E-mail between secure servers is perfectly secure (and end-to-end encryption only adds content encryption but keeps the amount of metadata generated the same). The problem is that Google’s email servers are not secure; nor are those of any other email provider. Strictly speaking, not even hosting your own dedicated server somewhere will protect you from these issues.
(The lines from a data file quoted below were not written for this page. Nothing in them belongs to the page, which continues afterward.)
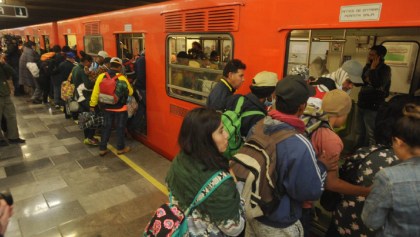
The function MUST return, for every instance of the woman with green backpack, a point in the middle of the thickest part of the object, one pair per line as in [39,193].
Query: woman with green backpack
[201,168]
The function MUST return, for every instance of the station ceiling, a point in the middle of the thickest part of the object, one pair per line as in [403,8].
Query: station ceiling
[42,11]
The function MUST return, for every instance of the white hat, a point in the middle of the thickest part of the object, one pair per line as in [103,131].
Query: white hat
[116,60]
[103,54]
[354,70]
[265,78]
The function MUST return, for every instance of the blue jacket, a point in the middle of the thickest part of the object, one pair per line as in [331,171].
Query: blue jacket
[299,172]
[393,204]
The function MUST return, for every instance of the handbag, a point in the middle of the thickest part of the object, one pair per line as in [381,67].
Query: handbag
[91,120]
[348,172]
[169,220]
[67,88]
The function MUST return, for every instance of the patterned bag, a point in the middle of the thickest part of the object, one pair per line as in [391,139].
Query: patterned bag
[90,120]
[67,89]
[170,221]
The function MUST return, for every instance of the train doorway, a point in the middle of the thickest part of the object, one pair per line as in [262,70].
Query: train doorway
[129,48]
[70,40]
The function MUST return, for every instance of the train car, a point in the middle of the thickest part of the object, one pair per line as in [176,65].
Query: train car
[44,35]
[266,35]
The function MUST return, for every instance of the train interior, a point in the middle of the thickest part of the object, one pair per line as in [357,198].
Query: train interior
[335,47]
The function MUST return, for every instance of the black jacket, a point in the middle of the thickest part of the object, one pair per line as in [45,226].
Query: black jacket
[376,89]
[219,95]
[251,103]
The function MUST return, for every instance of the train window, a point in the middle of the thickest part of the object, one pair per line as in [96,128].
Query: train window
[46,43]
[195,64]
[71,40]
[131,43]
[93,44]
[324,50]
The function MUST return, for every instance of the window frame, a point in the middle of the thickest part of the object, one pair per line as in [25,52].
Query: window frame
[219,37]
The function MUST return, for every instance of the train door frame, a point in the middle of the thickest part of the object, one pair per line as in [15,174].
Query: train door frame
[67,40]
[128,43]
[131,40]
[46,42]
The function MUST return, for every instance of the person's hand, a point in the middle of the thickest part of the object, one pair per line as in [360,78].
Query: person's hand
[375,62]
[331,162]
[5,214]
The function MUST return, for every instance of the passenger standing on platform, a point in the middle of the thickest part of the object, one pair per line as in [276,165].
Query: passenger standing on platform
[65,69]
[116,111]
[56,75]
[7,108]
[233,77]
[302,176]
[349,74]
[79,77]
[370,160]
[25,76]
[393,207]
[262,89]
[202,140]
[377,81]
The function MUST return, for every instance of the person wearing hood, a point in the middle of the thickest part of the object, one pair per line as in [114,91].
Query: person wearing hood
[349,74]
[376,85]
[295,156]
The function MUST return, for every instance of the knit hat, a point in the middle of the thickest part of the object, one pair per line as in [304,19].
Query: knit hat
[354,70]
[265,78]
[103,54]
[294,91]
[116,60]
[70,55]
[336,102]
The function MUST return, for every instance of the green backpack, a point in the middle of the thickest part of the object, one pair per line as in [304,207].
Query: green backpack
[232,123]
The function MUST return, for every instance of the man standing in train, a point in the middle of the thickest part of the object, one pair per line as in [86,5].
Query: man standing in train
[233,77]
[377,81]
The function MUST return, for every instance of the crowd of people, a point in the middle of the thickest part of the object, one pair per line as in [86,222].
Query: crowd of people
[41,76]
[378,198]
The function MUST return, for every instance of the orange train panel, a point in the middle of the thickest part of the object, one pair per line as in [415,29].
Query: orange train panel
[259,31]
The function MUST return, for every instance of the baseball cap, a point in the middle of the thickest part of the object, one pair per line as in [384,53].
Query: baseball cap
[103,54]
[294,91]
[70,55]
[116,60]
[354,70]
[265,79]
[336,102]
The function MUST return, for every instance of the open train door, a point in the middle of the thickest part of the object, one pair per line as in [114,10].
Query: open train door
[130,47]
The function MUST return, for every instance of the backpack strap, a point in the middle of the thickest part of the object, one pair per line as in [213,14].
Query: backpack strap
[212,184]
[239,104]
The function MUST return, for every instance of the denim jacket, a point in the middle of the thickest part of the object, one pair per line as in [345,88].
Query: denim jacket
[394,202]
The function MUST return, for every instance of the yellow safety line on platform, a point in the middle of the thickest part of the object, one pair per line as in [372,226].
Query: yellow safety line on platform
[141,171]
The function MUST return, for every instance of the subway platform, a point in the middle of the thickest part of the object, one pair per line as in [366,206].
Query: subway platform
[62,187]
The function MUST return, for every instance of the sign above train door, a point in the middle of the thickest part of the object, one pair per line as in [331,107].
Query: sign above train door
[362,12]
[13,11]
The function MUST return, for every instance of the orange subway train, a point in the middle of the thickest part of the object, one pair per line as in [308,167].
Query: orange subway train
[267,35]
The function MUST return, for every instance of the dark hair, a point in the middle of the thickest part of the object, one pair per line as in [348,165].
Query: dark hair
[86,57]
[387,116]
[107,59]
[115,65]
[65,49]
[284,107]
[195,137]
[407,128]
[380,50]
[56,48]
[262,91]
[182,54]
[233,66]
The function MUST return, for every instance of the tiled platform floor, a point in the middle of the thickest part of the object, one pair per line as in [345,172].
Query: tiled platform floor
[63,188]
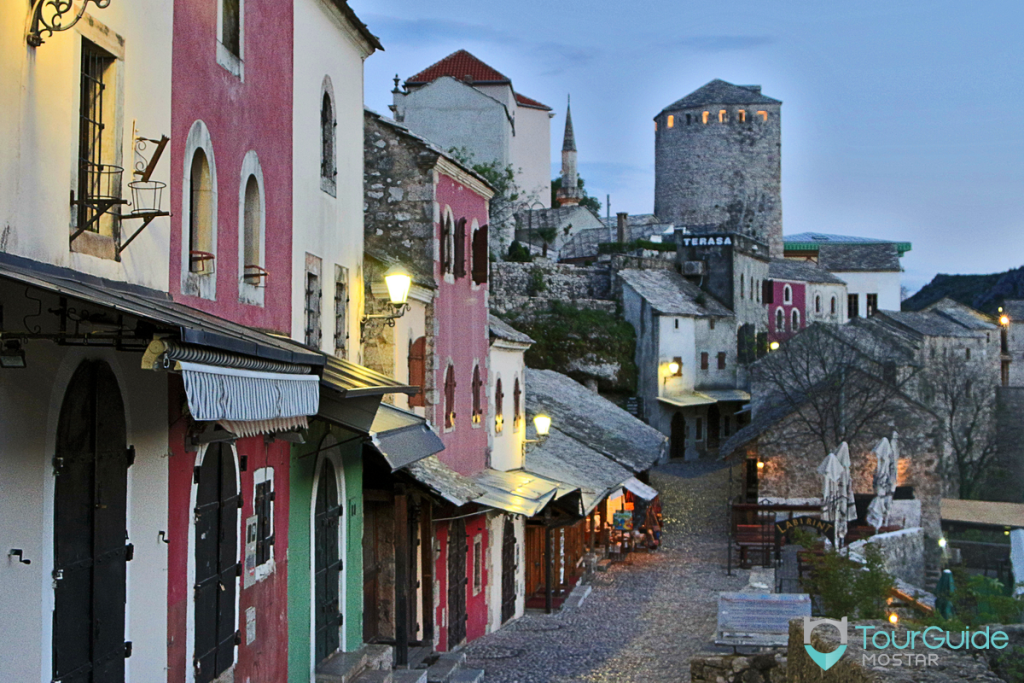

Uh no it's not perfectly secure because if you don't use e2e encryption you only get opportunistic TLS and you can't control whether your mail will be transported over unencrypted connections. Furthermore, the contents of the email arrives unencrypted at every mail server. So you're basically agreeing with exactly what I said ...


You get the TLS you configure the servers to use and a server that only does opportunistic TLS is certainly not a “secure” server.


A mail server that only talks TLS is not following the SMTP protocol and is not a part of the global system commonly understood with the term e-mail. Maybe it would be a great idea to migrate the whole world to such a configuration, but in practice it wouldn't give me much confidence. If my server A hands something off to B for it to be delivered to C, then I have no control over whether the link between B and C is secured, so e2e is the only way to be sure.


No, it's not about rejecting email as a secure medium. It's about denying Google access to the contents of emails I sent to people with mailboxes on their system.


So why single out GMail? Why not worry about Hotmail, Yahoo? How about $LOCAL_ISP_UNDER_GOVERNMENT_SURVEILANCE?